ロシアのフォルクスワーゲン工場で人員削減の脅威

2020-05-20

ロシア・カルガのフォルクスワーゲン工場で、希望退職する労働者に賃金の5〜6カ月分の支給が提示されている。インダストリオール加盟組織ITUWAは組合員に、正式な雇用削減プロセスが実施されるまで待つよう助言している。そのほうが労働者にとって有益だからである。

フォルクスワーゲンはカルガ工場における夜勤の中止に伴い、278人の雇用を削減したいと考えている。5月12日、労働者は「自発的解雇」プログラムに基づく退職を提示された。その見返りとして5〜6カ月分の賃金が支給される。「希望者」が少なければ、フォルクスワーゲンは従業員数を減らすための正式なプロセスを開始する意向である

これまでに132人の労働者が同意しており、そのほとんどが定年間近だとITUWAは言う。
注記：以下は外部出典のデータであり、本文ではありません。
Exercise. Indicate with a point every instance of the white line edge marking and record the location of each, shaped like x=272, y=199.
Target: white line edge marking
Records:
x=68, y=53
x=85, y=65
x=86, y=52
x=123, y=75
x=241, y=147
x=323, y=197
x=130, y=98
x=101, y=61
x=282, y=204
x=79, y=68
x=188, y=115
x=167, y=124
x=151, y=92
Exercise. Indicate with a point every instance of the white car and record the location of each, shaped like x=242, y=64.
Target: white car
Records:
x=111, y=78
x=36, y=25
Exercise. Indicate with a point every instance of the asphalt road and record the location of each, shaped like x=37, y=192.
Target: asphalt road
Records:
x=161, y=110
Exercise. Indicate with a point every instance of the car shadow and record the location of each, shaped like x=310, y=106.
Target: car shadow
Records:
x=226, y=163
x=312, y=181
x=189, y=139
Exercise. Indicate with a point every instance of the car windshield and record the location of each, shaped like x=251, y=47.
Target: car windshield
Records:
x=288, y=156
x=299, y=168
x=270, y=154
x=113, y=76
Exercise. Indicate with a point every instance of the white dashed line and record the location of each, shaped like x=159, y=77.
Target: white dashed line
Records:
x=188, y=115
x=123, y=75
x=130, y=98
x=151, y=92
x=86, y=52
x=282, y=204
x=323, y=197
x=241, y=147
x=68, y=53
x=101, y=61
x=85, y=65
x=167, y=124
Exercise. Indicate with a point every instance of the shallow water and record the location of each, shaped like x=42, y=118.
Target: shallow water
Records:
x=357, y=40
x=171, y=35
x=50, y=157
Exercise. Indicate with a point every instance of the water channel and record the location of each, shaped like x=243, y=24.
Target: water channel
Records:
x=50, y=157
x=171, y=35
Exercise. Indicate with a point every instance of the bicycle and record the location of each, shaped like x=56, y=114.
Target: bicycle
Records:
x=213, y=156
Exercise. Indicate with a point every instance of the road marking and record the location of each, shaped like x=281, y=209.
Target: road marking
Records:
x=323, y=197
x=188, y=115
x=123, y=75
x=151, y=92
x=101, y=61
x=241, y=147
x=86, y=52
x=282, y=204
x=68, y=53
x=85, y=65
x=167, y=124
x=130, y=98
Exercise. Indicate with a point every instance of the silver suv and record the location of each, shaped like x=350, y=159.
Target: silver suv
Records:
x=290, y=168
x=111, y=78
同工場の別のインダストリオール加盟組織であるロシア自動車・農業機械労組(AWF)によると、5月18日以降に希望退職を決めた場合は、見返りとして支払われる賃金が6カ月分から5カ月分に減額されるという。

パンデミック下で新しい仕事が見つかるかどうか疑わしいため、ITUWAは労働者に対し、会社側の圧力に屈しないよう促している。

ドミトリー・トルドボイITUWA会長は言う。

「自発的退職の場合は即時解雇となるが、1カ月以内に正式な雇用削減プロセスが開始されれば、労働者は8月15日か9月15日にレイオフされるだろう。ロシアの法律に従い、労働者は今後6~7カ月分の賃金を受け取り、さらにボーナスと病気休暇、休暇手当を数カ月にわたって受給する」

「だから、今すぐ退職すれば6カ月分の賃金しかもらえないのに比べて、法定の削減手続きのほうが労働者にとってはるかに有益だ」

2019年10月、フォルクスワーゲン経営陣は2020年夏までの夜勤中止を決定し、その結果、2019年12月には80件の有期契約を、今年4月にはさらに92件の有期契約を延長しなかった。ただでさえ厳しかった状況が、COVID-19パンデミックによって悪化した

ITUWAの推計によると、会社の予算に占める賃金コストの割合は2%にすぎず、雇用削減は必要な措置ではない。同労組はフォルクスワーゲン経営陣に対し、雇用削減を中止するか、COVID-19パンデミック終息まで延期し、労働者が再就職しやすくするよう求めている

5月18日、フォルクスワーゲンのカルガ工場は週4日勤務に切り替えた。この勤務スケジュールは、たぶん2020年末まで続くだろう。